Design and evaluation of pharmaceutical availability, stability and quality of modified viscosity eye drops with choline salicylate.

These studies investigate the possibility of developing and using choline salicylate (CS) in ophthalmic therapy in the form of eye drops with increased viscosity. A 0.5% addition of hydroxypropyl methylcellulose (HPMC) was used as the viscosity increasing agent. The ability of CS to cross a hydrophilic membrane (regenerated cellulose membrane) was assessed by determining a rate constant consistent with zero order kinetics. In studies on a porcine cornea, the ability of CS to penetrate into the structure of the cornea was confirmed by determining the content of CS in the cornea after 5 minutes and 3 hours exposure to eye drops.
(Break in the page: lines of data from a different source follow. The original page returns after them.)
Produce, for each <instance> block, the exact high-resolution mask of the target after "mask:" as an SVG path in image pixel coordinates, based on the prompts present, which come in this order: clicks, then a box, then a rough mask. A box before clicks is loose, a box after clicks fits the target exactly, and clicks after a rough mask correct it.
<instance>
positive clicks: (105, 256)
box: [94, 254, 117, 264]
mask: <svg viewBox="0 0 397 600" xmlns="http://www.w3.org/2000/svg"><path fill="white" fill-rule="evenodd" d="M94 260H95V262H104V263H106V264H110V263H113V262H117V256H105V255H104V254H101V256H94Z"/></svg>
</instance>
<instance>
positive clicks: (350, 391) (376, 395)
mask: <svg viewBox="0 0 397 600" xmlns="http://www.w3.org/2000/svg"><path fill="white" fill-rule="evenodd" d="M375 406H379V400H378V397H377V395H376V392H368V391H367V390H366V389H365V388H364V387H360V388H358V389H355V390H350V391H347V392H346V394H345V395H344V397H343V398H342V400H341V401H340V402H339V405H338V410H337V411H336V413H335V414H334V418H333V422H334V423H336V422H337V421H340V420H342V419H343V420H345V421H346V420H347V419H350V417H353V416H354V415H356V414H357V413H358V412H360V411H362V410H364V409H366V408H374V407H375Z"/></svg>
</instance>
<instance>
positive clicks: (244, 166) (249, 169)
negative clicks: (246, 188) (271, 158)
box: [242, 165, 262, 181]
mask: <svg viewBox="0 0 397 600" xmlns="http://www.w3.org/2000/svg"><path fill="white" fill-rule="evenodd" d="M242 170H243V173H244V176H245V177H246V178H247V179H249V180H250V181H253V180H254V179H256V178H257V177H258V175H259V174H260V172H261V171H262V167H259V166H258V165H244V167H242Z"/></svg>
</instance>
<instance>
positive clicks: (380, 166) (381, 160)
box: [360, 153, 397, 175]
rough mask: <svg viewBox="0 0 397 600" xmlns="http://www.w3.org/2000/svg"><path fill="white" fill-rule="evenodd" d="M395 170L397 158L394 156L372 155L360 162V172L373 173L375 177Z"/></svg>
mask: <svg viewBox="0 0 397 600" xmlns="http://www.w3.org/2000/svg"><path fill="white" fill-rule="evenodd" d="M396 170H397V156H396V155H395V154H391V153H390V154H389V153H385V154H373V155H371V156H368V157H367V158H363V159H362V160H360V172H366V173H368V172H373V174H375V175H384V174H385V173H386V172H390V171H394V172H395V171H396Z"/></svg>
The quality parameters of eye drops were assessed: pH, viscosity, osmolarity and microbiological purity. Stability tests were also performed on eye drops stored in unit minims packaging and in multi-dose bottle packaging. The following storage conditions were adopted: 40°C/75% RH, 25°C/60% RH, 2-8°C. The sensitivity of CS to light was also confirmed. The UV and HPLC-UV methods were used to assess the CS content, while the HPLC-UV and HPLC-MS/MS methods were used to assess the chromatographic purity.